Por Felipe Fiamenghi 

Talvez o traço mais evidente da nossa ancestralidade primitiva, da nossa necessidade de sobrevivência. Um sentimento poderosíssimo, necessário, que pouquíssimos conseguem controlar.

Por isso, justamente por isso, o medo sempre foi e sempre será usado para o controle das massas.

No mundo antigo, sem tecnologias que garantissem os alimentos, eram totalmente dependentes do clima. Tinham medo, então, de estiagens, de intempéries e, impotentes contra as forças da natureza, faziam sacrifícios, inclusive humanos, inclusive dos próprios filhos, para que os deuses lhe agraciassem com bom tempo e colheitas fartas.

Na idade média a medicina era primitiva e estavam cercados de doenças. Tinham medo, então, de qualquer febre que pudesse assolá-los.

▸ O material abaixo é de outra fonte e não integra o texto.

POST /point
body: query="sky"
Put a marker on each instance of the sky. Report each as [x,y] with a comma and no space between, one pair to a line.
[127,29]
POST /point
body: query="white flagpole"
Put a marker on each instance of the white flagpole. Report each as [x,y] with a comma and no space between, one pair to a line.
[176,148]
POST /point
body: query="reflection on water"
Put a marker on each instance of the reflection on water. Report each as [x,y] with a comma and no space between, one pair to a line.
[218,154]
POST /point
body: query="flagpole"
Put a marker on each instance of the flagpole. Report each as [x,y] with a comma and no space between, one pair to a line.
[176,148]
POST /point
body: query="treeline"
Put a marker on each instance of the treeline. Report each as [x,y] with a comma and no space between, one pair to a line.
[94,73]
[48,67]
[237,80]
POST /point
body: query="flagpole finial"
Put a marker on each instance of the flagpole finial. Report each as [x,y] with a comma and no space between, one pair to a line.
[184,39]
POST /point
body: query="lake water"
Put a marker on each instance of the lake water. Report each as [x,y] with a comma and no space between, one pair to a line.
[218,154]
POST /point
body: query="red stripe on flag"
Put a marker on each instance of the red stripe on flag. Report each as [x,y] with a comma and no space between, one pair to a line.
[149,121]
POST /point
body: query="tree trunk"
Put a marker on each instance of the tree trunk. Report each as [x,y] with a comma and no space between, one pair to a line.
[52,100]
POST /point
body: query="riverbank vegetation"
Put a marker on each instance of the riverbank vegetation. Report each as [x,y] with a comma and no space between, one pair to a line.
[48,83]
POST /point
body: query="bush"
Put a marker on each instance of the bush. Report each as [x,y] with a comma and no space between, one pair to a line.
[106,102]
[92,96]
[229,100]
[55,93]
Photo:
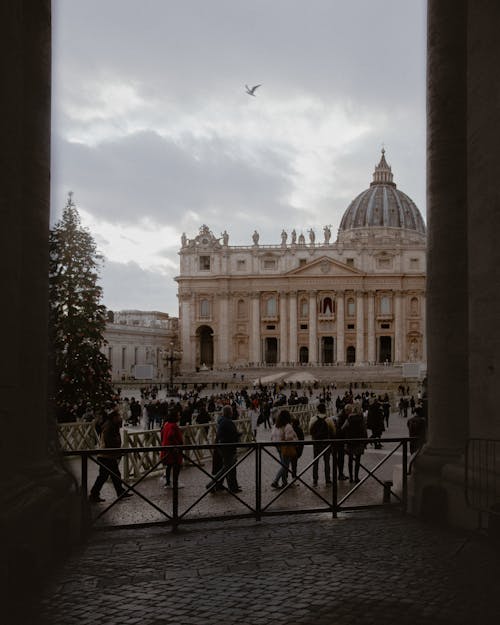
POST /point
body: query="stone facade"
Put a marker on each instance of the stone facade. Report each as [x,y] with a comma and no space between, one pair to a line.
[358,300]
[136,337]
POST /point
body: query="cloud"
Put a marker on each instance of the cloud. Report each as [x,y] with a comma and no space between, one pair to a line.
[127,286]
[155,135]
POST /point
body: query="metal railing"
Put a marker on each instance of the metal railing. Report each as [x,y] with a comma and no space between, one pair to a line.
[482,475]
[257,461]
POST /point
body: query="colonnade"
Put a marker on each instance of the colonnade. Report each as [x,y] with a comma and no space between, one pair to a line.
[291,330]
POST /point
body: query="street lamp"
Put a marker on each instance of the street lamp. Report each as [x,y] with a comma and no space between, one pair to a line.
[170,357]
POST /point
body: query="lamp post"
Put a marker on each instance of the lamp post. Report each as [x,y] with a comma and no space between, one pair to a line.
[170,357]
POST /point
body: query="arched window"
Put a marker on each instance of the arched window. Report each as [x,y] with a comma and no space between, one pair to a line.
[241,309]
[351,354]
[204,309]
[327,306]
[385,305]
[271,306]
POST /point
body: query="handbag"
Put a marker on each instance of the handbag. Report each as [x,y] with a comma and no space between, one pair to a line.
[288,451]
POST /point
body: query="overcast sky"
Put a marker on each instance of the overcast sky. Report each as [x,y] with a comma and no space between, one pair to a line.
[155,135]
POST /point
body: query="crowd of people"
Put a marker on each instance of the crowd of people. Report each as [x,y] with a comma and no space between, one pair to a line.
[356,415]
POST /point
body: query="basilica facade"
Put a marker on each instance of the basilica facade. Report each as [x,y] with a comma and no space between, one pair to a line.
[358,300]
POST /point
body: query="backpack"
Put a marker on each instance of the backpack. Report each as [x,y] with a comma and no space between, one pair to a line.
[319,429]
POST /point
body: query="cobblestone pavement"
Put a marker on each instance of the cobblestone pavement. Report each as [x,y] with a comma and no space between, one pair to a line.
[360,568]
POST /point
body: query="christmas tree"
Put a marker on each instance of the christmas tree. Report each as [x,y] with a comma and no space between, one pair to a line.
[81,372]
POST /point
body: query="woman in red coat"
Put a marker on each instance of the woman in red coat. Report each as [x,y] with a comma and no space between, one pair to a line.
[171,435]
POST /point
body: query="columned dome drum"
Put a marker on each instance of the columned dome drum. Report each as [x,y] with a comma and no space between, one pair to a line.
[382,205]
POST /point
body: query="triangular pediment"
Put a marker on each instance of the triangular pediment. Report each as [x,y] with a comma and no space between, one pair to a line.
[325,266]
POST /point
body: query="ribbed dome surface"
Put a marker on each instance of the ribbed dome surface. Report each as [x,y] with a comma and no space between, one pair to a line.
[382,205]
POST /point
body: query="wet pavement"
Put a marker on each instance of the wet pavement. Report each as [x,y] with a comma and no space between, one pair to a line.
[359,568]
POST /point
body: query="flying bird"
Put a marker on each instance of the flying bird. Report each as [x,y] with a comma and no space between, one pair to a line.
[252,90]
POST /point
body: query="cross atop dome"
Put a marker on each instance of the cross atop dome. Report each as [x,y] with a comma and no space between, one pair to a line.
[383,172]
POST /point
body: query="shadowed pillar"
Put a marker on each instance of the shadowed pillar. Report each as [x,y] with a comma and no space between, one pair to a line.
[35,505]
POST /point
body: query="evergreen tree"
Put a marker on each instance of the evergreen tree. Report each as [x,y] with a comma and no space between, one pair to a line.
[77,319]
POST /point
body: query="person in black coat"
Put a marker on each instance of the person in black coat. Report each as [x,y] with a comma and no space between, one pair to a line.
[226,433]
[375,421]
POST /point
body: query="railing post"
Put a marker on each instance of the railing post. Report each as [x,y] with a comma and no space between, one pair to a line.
[335,487]
[84,520]
[126,462]
[258,481]
[175,501]
[405,476]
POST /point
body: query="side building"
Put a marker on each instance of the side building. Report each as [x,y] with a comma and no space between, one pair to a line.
[358,300]
[139,343]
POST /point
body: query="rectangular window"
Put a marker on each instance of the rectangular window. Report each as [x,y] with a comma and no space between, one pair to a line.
[385,305]
[204,309]
[204,263]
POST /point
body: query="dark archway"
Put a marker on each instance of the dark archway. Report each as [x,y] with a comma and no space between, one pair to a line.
[303,355]
[385,349]
[351,355]
[206,344]
[327,346]
[271,350]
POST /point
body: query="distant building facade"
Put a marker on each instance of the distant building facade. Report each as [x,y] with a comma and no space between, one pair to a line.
[138,342]
[359,299]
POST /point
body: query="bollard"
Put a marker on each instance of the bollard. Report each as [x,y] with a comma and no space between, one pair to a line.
[387,492]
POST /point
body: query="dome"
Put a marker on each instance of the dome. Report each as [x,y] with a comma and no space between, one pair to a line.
[382,206]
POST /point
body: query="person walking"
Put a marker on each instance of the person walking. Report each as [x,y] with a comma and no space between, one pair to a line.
[321,430]
[171,434]
[375,421]
[109,435]
[228,434]
[354,427]
[283,432]
[298,448]
[341,419]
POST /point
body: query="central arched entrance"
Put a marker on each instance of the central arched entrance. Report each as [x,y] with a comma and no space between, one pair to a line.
[206,346]
[327,354]
[350,355]
[304,355]
[385,349]
[271,350]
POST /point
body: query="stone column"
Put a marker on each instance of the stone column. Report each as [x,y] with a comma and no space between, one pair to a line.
[483,225]
[438,478]
[255,355]
[283,327]
[223,355]
[38,517]
[292,341]
[360,328]
[447,276]
[371,328]
[188,354]
[398,327]
[340,327]
[313,328]
[423,309]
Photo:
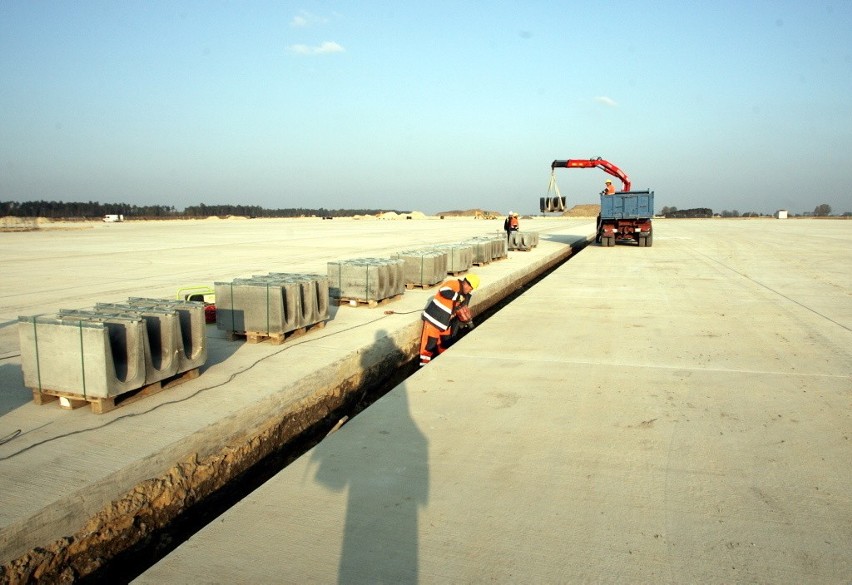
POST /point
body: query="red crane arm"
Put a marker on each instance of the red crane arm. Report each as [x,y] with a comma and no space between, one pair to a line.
[588,163]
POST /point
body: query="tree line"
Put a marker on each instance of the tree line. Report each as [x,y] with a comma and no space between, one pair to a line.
[96,210]
[822,210]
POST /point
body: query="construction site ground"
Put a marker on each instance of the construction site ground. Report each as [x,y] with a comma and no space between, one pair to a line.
[674,414]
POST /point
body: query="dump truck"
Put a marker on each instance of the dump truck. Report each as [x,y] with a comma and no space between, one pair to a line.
[626,216]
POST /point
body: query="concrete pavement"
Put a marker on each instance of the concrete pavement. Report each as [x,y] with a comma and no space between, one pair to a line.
[77,486]
[674,414]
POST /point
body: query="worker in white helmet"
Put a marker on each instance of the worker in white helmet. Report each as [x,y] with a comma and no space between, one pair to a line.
[510,224]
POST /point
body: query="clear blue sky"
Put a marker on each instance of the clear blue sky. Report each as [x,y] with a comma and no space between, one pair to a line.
[430,106]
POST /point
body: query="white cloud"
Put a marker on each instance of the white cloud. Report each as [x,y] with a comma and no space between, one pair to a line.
[305,19]
[323,48]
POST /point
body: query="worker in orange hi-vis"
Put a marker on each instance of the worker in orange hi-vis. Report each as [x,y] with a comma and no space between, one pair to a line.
[446,312]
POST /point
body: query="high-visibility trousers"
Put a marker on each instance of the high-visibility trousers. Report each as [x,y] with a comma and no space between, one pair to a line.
[433,342]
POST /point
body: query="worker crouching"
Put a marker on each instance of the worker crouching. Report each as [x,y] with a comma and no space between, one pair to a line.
[445,314]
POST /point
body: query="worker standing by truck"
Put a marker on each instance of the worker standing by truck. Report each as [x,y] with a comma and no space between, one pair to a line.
[445,314]
[511,224]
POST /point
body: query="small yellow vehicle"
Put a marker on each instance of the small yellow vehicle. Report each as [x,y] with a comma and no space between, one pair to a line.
[200,293]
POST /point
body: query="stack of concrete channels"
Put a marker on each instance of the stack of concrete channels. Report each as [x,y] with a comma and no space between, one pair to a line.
[459,257]
[366,279]
[423,268]
[523,240]
[488,248]
[113,348]
[273,304]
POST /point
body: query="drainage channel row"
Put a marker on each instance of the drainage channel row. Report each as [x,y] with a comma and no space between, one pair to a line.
[129,564]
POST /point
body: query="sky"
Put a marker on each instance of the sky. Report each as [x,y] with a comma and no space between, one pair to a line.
[432,106]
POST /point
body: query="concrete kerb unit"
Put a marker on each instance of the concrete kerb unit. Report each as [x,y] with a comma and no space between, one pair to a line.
[96,353]
[128,504]
[459,257]
[86,355]
[524,241]
[192,350]
[424,268]
[272,304]
[366,279]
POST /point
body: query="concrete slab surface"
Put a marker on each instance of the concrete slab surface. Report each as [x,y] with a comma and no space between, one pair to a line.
[60,468]
[676,414]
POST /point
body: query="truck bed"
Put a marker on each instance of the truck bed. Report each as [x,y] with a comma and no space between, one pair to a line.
[628,205]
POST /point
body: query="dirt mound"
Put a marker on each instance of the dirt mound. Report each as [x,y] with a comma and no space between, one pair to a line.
[469,213]
[583,210]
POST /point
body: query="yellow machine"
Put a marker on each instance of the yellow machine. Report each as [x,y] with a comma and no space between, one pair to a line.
[200,293]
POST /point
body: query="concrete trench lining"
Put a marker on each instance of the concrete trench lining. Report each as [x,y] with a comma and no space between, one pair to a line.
[111,349]
[367,279]
[423,267]
[274,303]
[124,509]
[83,354]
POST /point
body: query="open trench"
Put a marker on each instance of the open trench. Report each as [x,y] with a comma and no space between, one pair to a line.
[144,526]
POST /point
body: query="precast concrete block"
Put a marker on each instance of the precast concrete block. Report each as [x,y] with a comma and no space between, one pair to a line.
[91,357]
[161,339]
[310,303]
[256,306]
[192,350]
[425,267]
[459,257]
[275,303]
[481,250]
[500,247]
[366,279]
[520,241]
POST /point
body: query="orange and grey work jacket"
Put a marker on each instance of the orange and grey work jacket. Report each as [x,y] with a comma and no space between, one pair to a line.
[439,312]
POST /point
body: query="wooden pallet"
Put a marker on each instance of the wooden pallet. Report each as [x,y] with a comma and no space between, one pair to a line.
[371,303]
[100,405]
[273,338]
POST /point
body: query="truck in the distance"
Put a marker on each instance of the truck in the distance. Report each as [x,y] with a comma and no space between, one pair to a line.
[626,216]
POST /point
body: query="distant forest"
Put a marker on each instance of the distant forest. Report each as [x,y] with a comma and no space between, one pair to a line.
[95,210]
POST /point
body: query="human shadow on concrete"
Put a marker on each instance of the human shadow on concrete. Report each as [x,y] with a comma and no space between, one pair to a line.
[13,393]
[382,458]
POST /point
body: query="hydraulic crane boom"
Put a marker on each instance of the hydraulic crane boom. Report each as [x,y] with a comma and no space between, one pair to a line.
[588,163]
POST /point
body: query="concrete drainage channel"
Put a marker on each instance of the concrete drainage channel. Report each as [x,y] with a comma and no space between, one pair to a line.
[117,557]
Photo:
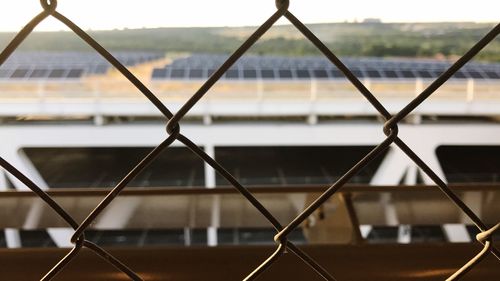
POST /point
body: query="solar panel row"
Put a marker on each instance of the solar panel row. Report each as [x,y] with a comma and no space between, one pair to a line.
[271,67]
[317,73]
[65,65]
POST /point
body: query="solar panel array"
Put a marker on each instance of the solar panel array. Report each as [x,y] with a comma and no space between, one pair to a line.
[65,65]
[201,66]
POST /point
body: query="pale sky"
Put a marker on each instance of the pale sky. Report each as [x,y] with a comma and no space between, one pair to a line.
[112,14]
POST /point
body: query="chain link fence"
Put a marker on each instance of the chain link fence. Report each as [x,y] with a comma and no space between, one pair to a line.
[173,132]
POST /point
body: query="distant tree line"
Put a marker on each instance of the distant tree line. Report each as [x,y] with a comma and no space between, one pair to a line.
[378,40]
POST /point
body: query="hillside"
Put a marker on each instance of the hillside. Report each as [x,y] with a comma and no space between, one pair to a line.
[346,39]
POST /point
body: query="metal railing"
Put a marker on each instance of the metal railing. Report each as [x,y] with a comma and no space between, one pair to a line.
[173,130]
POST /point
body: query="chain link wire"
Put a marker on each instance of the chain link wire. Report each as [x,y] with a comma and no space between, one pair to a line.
[173,130]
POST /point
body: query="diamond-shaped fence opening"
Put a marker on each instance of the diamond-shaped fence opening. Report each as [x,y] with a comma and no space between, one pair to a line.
[173,130]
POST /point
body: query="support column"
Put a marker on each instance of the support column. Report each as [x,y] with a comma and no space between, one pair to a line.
[473,200]
[392,169]
[17,158]
[3,180]
[12,238]
[61,236]
[118,214]
[212,238]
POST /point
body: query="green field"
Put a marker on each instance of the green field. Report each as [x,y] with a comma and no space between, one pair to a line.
[441,40]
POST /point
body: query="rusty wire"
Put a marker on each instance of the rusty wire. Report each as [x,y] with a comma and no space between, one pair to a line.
[173,130]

Na maioria dos casos, uma simples bactéria era uma sentença de morte.

Associavam doenças à bruxaria e, assim, denunciavam todo e qualquer “suspeito” de fazer pactos com o diabo. Em um caso famoso, na cidade de Salém, Massachusetts, 30 pessoas acabaram condenas e 19 enforcadas, devido a um fungo do trigo, que intoxicou e causou alucinações em quem comeu os pães contaminados.

Estamos em 2020. A fé, hoje, não é mais em deuses pagãos. Até a fé cristã já é bastante menor do que a de outrora. A crença, agora, é na toda-poderosa ciência, que pode ser tão má interpretada quanto as Escrituras Sagradas.

Nessa “religião contemporânea”, os sacerdotes são os jornalistas e a liturgia é o noticiário.

Os princípios, porém continuam iguais. O medo de um vírus fez com que todos se isolassem, baixando as próprias imunidades, sacrificando a economia e provocando consequências muito piores do que a própria doença temida. Não importa.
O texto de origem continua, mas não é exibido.